Perdida entre 197 causas
La “falta de fundamentación” del Partido Socialista figura perdida en un listado de 197 causas resueltas el 31 de agosto por la Corte. Se trata de 134 recursos de hechos, 60 recursos extraordinarios y tres recursos ordinarios. Allí hay de todo: daños y perjuicios, robos con armas, regulaciones de honorarios, ejecuciones de alquileres, homicidios agravados, abusos sexuales, estafas, despidos y diferencias salariales, quiebras, concursos preventivos, ejecuciones hipotecarias, separación de bienes, amparos, demandas contra el Banco Ciudad y la Administración Federal de Ingresos Públicos, falsificaciones de documentos, reclamos de filiación, sucesiones, etc.

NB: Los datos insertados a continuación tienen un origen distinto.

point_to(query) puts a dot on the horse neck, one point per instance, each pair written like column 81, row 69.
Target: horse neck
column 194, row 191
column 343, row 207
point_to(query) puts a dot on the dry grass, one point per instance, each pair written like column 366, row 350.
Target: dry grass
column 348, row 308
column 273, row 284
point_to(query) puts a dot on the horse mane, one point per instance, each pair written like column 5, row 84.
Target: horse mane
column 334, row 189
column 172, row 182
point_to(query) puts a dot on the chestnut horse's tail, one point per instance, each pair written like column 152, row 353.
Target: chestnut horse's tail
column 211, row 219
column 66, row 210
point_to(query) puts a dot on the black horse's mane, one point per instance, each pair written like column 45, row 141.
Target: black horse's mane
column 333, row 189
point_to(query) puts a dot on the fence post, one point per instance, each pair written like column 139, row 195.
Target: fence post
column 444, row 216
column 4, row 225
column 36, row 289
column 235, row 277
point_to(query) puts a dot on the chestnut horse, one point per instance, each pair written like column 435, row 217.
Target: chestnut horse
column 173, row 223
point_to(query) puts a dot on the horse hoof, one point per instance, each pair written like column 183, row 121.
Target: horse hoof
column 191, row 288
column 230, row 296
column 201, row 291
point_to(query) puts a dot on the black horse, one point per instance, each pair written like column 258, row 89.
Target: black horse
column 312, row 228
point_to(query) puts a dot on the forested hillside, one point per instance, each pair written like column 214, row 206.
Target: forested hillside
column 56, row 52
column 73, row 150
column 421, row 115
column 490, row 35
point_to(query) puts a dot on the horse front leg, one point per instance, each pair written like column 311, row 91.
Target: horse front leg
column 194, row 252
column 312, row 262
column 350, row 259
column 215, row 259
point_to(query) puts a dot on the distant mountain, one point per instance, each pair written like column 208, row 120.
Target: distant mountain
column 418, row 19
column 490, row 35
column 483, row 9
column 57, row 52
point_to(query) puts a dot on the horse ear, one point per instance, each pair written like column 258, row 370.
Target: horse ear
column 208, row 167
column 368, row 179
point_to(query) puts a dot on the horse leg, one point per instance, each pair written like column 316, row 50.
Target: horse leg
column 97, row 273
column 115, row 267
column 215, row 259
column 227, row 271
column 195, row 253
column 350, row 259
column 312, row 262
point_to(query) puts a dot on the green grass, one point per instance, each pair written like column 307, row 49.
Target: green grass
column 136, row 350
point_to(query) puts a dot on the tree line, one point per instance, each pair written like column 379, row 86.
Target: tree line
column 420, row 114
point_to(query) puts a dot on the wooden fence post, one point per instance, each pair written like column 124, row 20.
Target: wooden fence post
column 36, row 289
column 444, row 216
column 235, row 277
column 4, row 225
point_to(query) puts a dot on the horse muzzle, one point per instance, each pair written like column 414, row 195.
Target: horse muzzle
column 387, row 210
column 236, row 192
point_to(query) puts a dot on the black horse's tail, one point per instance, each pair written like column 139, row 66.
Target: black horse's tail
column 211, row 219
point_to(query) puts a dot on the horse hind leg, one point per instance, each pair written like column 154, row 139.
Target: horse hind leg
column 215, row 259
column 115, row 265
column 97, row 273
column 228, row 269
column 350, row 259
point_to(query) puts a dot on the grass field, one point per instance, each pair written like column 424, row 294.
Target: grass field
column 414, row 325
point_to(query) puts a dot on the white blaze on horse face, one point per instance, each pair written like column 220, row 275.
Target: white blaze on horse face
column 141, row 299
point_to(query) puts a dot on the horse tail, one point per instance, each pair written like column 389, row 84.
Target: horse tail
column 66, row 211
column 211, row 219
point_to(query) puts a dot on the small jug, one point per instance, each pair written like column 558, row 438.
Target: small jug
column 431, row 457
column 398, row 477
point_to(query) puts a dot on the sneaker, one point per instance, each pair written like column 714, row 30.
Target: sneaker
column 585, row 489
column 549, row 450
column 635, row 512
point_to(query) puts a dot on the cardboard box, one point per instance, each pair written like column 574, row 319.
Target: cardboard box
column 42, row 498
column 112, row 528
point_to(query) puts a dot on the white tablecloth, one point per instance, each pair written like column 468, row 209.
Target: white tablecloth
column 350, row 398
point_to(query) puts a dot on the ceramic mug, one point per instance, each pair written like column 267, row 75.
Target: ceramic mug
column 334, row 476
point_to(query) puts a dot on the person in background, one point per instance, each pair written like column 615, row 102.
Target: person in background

En la misma nómina aparecen la confirmación de una sentencia contra los dictadores Jorge Rafael Videla y Emilio Eduardo Massera; un recurso extraordinario de otro represor, Luciano Benjamín Menéndez; acciones de Multicanal contra el Grupo Uno; demandas de Metrovías contra el Gobierno porteño; presentaciones de Carrefour por infracciones a una ley; la cadena de supermercados Disco apelando una multa; causas de la petrolera Petrobras Energía y la fabricante de neumáticos Bridgestone Firestone Argentina contra la Dirección General de Aduanas; y un reclamo de incumplimiento de contrato contra la aerolínea United Airlines. Una pequeña Torre de Babel.

 

Qué opinan los académicos
Los académicos en derecho penal más reconocidos del país emitieron recientemente un dictamen técnico para clarificar los alcances de los permisos vigentes para abortar, según publicó el diario Página/12. En una declaración firmada por integrantes de la Asociación Argentina de Profesores de Derecho Penal, se precisó: “Los abortos justificados en el Código Penal Argentino, que no necesitan autorización de jueces ni de comités médicos para su realización, son: a) el realizado con el consentimiento de la mujer y practicado por un médico, cuando no existe otro medio para evitar un peligro para la vida o la salud física o psíquica de la madre, b) cuando el embarazo fue causado por una violación respecto de una mujer sana mentalmente, c) cuando el embarazo es producto de un acceso carnal con mujer menor de 13 años, d) cuando el embarazo es producto de un acceso carnal con mujer que por alguna otra razón (por ejemplo, deficiencias mentales) no pudo consentir el acto sexual, y e) cuando el embarazo no es producto de acceso carnal, sino de cualquier acción no consentida contra cualquier mujer, como una inseminación artificial”. Los expertos reafirmaron que en los casos de violación no es legal exigir la denuncia penal ni probar quién fue su autor para realizar la intervención.
Entre los integrantes de la asociación –que nuclea a más de 300 profesores de universidades públicas y privadas– figuran el ministro de la Corte Suprema, Raúl Eugenio Zaffaroni (firmante del rechazo a la pretensión del Partido Socialista), y el procurador general de la Nación, Esteban Righi, quien tampoco se pronunció sobre el recurso pampeano.